846 Lipperta

Discovery
- Discovered by: Gyllenberg, K. Bergedorf
- Discovery date: 26 November 1916

Designations
- Minor planet category: Main belt

Orbital characteristics
- Epoch 31 July 2016 (JD 2457600.5)
- Uncertainty parameter 0
- Observation arc: 99.23 yr (36245 d)
- Aphelion: 3.6963 AU (552.96 Gm) (Q)
- Perihelion: 2.5562 AU (382.40 Gm) (q)
- Semi-major axis: 3.1262 AU (467.67 Gm) (a)
- Eccentricity: 0.18235 (e)
- Orbital period (sidereal): 5.53 yr (2019.0 d)
- Mean anomaly: 27.575° (M)
- Mean motion: 0° 10^{m} 41.916^{s} / day (n)
- Inclination: 0.26427° (i)
- Longitude of ascending node: 261.44° (Ω)
- Argument of perihelion: 129.22° (ω)

Physical characteristics
- Mean radius: 26.205±0.7 km (IRAS)
- Mass: 1.5×10^{17} kg (assumed)
- Synodic rotation period: 1,641 h (68.4 d)
- Geometric albedo: 0.0506±0.003
- Absolute magnitude (H): 10.26

= 846 Lipperta =

Main-belt asteroid

846 Lipperta is a slowly rotating Themistian asteroid located in the asteroid belt at a distance of 3.1 AU. It has a slow rotation period of 1641 hours making it one of the slowest rotating objects in the solar system discovered.

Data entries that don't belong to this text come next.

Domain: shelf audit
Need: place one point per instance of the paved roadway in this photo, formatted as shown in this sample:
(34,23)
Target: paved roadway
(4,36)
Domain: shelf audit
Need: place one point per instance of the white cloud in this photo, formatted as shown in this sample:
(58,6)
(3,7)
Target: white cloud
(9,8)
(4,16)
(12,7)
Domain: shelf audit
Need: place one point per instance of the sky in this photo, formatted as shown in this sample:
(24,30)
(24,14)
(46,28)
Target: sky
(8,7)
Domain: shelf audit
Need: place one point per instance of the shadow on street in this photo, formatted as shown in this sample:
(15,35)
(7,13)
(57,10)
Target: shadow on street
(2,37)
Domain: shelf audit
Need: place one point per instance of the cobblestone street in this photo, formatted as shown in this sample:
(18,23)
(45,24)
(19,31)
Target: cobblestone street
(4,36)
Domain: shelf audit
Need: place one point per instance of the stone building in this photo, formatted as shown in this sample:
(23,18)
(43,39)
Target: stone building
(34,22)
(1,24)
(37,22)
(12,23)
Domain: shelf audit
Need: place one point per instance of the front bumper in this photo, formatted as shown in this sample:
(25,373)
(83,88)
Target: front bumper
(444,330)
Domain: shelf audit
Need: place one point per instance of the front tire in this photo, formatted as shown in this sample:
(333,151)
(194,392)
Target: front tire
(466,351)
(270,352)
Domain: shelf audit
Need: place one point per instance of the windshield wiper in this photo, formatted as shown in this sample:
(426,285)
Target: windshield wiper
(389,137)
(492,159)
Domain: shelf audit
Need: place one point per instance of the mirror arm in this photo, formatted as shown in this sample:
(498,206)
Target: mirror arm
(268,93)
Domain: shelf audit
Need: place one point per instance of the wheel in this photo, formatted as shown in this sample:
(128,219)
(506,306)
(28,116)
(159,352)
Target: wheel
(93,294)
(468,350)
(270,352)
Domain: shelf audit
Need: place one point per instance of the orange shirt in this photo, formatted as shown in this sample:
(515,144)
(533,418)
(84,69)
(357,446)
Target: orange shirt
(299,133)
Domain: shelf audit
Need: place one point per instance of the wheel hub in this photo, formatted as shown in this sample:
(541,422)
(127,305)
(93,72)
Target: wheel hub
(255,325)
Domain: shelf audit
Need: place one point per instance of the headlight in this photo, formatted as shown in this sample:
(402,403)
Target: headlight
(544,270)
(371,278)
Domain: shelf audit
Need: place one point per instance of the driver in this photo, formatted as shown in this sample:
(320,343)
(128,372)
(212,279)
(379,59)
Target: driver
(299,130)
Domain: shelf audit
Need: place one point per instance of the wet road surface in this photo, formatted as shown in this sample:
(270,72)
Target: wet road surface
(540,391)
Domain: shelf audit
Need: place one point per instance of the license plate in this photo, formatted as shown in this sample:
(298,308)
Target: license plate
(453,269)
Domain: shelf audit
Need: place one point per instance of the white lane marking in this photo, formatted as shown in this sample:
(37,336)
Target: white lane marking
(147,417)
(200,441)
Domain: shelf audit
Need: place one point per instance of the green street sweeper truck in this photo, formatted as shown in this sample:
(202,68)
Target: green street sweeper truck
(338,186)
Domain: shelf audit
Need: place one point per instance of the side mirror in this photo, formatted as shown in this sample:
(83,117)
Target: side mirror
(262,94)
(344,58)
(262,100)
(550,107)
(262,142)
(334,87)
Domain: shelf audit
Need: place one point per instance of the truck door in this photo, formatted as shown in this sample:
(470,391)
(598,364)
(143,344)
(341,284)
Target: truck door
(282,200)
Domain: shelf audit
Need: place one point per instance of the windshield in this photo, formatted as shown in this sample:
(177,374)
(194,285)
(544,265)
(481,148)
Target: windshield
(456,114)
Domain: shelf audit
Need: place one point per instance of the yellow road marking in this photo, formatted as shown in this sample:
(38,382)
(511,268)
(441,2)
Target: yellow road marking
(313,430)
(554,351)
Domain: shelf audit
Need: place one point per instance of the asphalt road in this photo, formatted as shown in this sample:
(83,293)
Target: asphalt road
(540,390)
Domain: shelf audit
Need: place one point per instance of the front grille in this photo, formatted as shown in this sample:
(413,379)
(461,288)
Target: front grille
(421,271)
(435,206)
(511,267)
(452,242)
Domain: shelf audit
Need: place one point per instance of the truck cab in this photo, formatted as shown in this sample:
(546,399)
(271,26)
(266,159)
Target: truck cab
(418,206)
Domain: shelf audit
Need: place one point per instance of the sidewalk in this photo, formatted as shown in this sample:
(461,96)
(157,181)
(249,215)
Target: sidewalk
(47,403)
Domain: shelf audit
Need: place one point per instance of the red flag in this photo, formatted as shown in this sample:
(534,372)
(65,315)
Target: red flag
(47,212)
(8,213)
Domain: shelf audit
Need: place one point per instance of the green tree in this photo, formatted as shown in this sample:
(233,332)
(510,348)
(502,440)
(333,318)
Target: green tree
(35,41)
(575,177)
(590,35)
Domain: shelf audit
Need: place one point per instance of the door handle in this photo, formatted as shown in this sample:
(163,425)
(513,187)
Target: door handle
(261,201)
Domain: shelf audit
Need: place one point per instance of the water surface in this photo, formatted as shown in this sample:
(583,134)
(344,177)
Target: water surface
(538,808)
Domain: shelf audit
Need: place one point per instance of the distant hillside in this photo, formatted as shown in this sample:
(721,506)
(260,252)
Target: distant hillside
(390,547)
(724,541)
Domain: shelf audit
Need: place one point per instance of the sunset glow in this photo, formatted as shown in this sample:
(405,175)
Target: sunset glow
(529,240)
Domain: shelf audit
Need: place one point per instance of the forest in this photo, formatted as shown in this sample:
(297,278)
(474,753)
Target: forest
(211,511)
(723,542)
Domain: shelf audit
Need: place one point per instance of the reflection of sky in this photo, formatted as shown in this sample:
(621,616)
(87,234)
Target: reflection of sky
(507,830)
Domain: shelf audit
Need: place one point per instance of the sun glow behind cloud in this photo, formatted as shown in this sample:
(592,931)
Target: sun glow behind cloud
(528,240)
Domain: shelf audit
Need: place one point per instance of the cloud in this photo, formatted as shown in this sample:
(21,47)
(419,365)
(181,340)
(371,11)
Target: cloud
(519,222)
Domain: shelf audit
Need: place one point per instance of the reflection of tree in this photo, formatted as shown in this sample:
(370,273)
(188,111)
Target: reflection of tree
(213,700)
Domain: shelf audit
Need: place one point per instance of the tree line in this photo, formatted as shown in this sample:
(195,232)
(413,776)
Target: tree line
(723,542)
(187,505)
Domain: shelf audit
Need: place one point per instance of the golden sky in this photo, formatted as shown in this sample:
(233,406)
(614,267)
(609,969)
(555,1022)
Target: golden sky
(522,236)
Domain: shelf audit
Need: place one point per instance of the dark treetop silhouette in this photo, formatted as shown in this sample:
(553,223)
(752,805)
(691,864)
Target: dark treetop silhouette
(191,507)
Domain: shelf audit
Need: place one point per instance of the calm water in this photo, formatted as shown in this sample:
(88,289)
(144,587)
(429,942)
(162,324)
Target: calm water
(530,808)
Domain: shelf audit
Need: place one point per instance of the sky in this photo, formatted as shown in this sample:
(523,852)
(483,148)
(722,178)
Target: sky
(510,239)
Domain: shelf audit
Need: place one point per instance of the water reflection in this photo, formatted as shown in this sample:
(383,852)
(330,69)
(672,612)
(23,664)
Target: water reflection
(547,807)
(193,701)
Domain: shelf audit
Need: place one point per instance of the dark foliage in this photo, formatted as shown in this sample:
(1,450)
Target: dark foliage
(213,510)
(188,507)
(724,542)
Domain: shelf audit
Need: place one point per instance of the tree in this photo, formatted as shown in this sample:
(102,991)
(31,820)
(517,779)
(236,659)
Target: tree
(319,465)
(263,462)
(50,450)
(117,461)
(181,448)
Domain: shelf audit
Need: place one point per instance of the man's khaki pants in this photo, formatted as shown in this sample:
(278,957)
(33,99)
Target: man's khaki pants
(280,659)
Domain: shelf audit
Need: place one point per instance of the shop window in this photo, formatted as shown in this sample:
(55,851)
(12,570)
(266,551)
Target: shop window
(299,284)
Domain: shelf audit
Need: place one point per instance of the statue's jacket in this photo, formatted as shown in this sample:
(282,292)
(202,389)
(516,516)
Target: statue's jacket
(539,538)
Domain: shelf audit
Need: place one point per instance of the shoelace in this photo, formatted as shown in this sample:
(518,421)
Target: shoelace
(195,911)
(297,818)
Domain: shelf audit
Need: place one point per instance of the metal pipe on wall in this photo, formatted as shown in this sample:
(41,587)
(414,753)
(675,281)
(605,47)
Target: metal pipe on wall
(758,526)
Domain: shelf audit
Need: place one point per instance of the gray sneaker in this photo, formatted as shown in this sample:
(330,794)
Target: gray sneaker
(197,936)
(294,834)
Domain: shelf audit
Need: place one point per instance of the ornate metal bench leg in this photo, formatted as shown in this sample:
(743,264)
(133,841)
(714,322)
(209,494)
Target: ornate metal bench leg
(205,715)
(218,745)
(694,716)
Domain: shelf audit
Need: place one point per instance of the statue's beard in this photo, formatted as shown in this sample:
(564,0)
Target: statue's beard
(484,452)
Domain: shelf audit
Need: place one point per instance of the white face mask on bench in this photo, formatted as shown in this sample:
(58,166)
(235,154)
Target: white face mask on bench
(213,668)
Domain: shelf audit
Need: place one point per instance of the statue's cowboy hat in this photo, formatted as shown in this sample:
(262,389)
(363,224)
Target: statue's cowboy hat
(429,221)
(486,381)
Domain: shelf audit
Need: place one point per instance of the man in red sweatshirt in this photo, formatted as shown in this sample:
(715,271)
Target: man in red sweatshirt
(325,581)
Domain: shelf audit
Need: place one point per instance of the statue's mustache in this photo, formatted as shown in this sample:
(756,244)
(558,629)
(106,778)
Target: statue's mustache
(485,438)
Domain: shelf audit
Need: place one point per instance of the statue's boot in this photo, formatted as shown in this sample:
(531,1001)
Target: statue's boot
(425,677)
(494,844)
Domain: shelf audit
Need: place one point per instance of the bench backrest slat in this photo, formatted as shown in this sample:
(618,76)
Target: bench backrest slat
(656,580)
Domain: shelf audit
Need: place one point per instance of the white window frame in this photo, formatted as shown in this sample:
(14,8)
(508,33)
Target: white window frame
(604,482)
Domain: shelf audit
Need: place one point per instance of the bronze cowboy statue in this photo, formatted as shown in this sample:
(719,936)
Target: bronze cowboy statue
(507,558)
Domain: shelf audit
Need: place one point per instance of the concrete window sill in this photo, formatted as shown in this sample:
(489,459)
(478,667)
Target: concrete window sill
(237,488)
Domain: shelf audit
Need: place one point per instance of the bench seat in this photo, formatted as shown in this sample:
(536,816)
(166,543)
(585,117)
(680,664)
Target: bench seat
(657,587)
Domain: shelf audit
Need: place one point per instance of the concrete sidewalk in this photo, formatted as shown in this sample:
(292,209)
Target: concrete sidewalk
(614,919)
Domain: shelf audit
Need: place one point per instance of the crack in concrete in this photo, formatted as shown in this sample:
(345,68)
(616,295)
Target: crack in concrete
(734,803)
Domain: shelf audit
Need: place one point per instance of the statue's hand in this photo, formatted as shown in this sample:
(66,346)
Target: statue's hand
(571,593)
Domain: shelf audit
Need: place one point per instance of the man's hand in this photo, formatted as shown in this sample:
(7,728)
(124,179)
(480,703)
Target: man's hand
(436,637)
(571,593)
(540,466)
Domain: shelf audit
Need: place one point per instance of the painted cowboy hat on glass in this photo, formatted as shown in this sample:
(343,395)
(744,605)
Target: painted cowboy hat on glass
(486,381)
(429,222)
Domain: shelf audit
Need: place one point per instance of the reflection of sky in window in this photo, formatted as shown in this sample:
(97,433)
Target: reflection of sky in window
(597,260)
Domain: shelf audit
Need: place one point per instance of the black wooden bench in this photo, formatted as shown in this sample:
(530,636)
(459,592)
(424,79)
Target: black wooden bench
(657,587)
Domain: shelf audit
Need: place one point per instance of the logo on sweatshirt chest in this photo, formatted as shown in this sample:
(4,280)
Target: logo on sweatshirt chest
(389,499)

Based on lightcurve studies, Lipperta has a rotation period of 1641 hours, but this figure is based on less than full coverage, so that the period may be wrong by 30 percent. The lack of variation in brightness could be caused by (a) very slow rotation, (b) near pole-on viewing aspect, or (c) a spherical body with uniform albedo.

It has been claimed that 846 Lipperta may show comet-like activity but this claim is unconfirmed.